A variety of people, some using canes and wheelchairs, and some pushing strollers and pulling wagons, all made their way around the park. Weiss encouraged everyone in the procession to chat with familiar faces and make new friends, too.
Along the way, safety marshals in yellow vests guided the group. One safety marshal, Robin Trilling, is a member of JRC and said she chose to volunteer as a safety marshal at the Shofar Walk to give back to her community.
Trilling explained that Rosh Hashanah offers Jewish people a chance for reflection as the new year begins.
“We want to grill ourselves about who we are, what we’ve done in the past year, and then ultimately apologize for our transgressions, wipe the slate clean and start all over again,” Trilling said. “For me, it’s a very hopeful thing, and as a mindful person living in the world, it’s a wonderful ritual.”
Trilling added that seeing the community together at the Shofar Walk “fills (her) heart.”
Another member of JRC, Tracy Hultgren, said he’s been a part of the congregation for multiple decades. He said since it arose from the pandemic, the Shofar Walk has become a staple celebration.
“JRC is a community that shows up, and speaks up and supports each other,” Hultgren said. “That’s why I’m here.”

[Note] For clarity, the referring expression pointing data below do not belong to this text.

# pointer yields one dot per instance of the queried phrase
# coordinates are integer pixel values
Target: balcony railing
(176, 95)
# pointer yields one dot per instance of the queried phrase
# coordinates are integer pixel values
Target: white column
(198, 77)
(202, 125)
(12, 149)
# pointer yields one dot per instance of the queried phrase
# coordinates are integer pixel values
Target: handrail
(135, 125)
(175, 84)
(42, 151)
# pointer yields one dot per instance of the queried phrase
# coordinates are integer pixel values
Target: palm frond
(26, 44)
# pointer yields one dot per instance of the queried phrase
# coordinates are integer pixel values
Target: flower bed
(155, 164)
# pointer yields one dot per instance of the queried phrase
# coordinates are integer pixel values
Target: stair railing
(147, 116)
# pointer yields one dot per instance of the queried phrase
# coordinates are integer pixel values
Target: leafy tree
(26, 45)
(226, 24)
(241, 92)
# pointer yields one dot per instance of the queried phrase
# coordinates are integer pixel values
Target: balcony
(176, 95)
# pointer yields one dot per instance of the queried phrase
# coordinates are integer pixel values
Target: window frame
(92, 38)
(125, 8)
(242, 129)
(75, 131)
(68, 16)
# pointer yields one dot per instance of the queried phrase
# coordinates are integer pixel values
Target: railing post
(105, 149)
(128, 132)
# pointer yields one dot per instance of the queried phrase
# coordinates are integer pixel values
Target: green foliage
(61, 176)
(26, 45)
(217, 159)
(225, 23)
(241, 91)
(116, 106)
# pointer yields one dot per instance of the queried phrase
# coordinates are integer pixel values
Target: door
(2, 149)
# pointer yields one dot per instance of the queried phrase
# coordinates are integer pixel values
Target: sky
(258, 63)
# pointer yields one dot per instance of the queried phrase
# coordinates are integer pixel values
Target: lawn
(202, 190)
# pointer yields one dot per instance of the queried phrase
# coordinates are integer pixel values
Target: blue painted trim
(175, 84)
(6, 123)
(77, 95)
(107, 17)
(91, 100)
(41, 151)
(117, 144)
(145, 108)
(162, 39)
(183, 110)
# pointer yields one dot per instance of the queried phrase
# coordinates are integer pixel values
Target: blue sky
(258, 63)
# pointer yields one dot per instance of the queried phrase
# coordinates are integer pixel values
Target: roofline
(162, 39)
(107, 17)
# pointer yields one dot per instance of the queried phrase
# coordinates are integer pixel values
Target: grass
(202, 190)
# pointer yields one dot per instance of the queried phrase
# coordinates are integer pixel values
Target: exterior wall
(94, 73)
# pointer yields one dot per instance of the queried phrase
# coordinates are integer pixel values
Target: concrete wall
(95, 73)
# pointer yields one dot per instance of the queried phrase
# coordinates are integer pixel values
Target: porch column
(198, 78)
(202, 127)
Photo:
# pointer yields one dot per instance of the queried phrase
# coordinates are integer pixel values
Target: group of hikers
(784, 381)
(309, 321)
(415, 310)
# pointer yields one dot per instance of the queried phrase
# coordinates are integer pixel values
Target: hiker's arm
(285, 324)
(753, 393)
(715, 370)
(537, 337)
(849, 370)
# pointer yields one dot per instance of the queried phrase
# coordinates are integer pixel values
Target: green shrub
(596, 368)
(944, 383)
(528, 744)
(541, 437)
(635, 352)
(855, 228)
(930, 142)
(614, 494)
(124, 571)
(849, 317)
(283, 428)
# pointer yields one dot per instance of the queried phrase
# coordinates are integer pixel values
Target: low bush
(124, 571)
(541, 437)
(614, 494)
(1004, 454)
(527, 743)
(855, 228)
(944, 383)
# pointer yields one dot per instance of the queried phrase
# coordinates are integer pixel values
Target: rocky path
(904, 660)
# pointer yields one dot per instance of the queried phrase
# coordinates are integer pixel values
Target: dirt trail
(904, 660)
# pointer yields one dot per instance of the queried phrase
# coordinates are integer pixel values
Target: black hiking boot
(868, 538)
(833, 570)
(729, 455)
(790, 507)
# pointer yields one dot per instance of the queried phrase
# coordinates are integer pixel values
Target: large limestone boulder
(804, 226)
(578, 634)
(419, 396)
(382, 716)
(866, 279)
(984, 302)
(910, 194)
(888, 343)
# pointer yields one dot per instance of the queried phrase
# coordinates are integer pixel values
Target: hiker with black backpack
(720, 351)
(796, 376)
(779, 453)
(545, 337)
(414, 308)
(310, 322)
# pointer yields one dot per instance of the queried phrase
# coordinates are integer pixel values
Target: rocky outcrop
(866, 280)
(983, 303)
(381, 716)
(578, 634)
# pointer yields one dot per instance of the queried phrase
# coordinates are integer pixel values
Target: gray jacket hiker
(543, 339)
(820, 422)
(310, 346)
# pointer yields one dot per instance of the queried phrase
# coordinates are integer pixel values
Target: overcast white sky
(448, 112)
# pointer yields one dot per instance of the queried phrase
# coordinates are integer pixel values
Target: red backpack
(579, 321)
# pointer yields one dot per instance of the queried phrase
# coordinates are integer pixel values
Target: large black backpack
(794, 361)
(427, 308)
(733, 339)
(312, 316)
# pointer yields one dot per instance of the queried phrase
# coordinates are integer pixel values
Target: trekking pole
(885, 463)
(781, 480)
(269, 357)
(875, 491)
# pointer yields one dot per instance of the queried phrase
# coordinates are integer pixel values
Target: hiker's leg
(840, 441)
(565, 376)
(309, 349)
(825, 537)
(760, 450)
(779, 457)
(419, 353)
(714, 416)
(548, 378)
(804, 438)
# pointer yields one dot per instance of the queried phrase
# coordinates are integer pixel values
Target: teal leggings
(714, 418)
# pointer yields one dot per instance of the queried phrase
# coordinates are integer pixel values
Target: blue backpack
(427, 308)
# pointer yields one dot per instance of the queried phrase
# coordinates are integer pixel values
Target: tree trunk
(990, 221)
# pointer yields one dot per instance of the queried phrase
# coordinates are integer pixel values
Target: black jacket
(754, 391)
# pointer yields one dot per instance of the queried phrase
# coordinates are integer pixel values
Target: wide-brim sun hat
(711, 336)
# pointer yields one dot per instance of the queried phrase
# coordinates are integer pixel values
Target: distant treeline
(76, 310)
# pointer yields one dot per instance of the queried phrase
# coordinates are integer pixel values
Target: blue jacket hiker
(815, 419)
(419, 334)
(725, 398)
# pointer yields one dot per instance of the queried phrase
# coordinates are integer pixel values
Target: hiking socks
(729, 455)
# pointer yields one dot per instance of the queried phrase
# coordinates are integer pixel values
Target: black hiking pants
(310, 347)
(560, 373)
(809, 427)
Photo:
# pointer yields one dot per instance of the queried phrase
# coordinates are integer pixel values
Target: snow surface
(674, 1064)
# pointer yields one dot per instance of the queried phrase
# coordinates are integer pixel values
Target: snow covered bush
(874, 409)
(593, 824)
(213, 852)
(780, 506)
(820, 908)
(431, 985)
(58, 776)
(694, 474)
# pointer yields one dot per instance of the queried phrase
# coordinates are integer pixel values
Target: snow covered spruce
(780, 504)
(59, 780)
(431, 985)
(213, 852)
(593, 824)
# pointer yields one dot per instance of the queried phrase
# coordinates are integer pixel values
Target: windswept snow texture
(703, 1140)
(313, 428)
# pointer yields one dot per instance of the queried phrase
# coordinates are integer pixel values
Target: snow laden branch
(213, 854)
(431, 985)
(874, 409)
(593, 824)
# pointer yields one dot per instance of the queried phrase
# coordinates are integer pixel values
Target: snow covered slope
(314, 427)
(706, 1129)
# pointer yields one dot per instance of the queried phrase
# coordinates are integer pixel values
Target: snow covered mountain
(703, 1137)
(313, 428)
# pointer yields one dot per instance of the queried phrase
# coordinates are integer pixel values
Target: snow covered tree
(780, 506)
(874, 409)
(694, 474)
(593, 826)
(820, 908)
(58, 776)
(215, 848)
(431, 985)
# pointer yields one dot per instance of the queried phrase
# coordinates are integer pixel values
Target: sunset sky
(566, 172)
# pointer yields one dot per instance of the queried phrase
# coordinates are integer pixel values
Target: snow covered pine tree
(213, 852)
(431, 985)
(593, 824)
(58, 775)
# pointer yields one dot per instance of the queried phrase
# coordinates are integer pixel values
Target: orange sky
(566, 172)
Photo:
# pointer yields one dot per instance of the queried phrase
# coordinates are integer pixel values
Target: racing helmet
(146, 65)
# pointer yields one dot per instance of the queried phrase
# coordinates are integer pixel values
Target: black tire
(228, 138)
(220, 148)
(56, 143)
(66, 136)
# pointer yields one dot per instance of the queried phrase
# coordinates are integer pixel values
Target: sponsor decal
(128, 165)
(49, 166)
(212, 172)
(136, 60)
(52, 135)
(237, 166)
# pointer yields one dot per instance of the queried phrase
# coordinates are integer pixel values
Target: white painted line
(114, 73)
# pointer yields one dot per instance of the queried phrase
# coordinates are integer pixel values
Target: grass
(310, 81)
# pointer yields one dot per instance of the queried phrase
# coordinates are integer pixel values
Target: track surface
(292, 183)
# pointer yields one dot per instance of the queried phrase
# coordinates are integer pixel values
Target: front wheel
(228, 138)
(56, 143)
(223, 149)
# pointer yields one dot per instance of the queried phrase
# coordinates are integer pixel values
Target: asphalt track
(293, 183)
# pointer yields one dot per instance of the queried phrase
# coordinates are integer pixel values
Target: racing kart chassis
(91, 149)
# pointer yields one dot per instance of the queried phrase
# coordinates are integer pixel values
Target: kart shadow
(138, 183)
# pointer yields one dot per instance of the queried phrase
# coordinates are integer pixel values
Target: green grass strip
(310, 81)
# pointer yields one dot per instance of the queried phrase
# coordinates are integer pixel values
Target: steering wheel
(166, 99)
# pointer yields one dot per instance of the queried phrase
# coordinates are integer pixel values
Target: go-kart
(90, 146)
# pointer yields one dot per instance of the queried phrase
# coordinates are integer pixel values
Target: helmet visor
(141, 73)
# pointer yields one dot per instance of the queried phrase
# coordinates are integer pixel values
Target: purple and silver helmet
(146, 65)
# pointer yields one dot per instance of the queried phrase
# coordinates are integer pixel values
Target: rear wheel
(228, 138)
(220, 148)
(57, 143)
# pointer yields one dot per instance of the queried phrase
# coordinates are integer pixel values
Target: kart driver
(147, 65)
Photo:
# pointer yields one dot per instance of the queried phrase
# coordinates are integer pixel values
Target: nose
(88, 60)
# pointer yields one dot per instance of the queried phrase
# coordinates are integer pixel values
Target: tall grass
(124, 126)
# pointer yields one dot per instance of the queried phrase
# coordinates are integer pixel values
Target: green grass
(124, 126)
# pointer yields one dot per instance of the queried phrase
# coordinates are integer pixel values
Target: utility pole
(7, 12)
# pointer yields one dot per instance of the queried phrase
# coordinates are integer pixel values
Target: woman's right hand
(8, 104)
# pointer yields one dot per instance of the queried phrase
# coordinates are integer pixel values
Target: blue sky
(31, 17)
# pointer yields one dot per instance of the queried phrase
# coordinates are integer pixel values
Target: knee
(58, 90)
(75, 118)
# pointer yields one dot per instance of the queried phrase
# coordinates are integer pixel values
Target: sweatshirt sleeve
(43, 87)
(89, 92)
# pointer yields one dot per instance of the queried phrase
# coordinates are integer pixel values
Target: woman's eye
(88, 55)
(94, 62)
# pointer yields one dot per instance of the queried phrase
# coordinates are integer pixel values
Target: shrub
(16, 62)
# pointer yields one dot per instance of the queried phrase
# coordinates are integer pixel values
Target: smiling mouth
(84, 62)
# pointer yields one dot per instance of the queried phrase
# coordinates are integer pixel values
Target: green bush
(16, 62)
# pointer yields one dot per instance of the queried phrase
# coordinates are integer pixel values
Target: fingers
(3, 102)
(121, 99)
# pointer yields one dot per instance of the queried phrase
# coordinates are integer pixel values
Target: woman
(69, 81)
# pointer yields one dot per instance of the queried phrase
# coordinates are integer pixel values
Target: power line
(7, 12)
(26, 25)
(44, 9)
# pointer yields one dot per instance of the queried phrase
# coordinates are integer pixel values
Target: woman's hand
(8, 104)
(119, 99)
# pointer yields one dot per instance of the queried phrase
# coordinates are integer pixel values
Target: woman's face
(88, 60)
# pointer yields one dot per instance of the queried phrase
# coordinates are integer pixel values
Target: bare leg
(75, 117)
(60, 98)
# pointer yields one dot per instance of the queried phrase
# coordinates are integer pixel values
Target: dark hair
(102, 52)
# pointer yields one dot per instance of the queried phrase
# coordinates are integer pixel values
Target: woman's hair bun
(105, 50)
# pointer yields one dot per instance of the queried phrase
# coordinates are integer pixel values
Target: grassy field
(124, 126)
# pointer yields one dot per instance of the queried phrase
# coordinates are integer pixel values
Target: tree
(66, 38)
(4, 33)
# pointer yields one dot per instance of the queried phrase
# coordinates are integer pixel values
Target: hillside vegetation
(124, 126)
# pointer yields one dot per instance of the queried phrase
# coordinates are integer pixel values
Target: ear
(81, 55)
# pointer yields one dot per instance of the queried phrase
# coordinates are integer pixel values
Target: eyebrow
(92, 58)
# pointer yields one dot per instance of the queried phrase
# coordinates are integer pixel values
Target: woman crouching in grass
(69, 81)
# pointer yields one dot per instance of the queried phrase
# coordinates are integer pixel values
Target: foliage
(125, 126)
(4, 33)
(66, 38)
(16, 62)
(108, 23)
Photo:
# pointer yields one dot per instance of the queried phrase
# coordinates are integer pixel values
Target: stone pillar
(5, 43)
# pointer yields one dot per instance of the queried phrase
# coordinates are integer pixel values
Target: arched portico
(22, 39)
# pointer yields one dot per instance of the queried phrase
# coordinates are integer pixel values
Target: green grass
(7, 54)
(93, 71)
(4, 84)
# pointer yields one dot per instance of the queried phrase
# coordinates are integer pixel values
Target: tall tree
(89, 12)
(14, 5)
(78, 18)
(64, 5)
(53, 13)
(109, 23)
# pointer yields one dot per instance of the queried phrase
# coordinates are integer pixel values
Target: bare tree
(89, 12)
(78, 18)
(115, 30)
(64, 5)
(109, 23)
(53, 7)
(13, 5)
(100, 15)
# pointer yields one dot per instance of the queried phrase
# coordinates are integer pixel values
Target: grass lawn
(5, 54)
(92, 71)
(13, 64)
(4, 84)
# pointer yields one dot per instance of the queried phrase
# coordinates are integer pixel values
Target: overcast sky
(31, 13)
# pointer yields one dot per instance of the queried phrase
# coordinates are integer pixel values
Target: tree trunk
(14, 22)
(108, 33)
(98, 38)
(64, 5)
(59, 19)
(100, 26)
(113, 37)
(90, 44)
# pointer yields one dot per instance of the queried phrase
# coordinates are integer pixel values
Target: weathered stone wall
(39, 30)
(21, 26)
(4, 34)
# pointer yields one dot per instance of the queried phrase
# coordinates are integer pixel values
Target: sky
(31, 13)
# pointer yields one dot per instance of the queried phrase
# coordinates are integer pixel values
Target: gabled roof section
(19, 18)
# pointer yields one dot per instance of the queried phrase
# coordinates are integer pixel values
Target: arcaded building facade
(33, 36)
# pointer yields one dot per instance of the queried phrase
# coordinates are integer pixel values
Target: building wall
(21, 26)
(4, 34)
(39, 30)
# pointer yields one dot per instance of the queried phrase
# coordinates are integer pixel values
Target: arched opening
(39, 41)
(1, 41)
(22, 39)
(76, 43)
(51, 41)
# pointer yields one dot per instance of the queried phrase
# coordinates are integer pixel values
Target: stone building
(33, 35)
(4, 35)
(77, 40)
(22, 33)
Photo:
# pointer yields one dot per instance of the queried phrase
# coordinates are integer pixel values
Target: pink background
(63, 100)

As the sunset cast vibrant colors over Lake Michigan, the procession reached its final stop. Members of the congregation brought out their own shofars and were led in one final sounding of the horn.
The celebration drew to a close, but the congregation remained, doing exactly what Weiss had encouraged by talking and reconnecting with one another.
“This has been quite a year to be Jewish, to be a human being with a heart, to be someone who is awake and alive in the world,” Weiss said. “It has been a year filled with so much grief and brokenness and pain, and one of the ways that we make it through together is by being together.”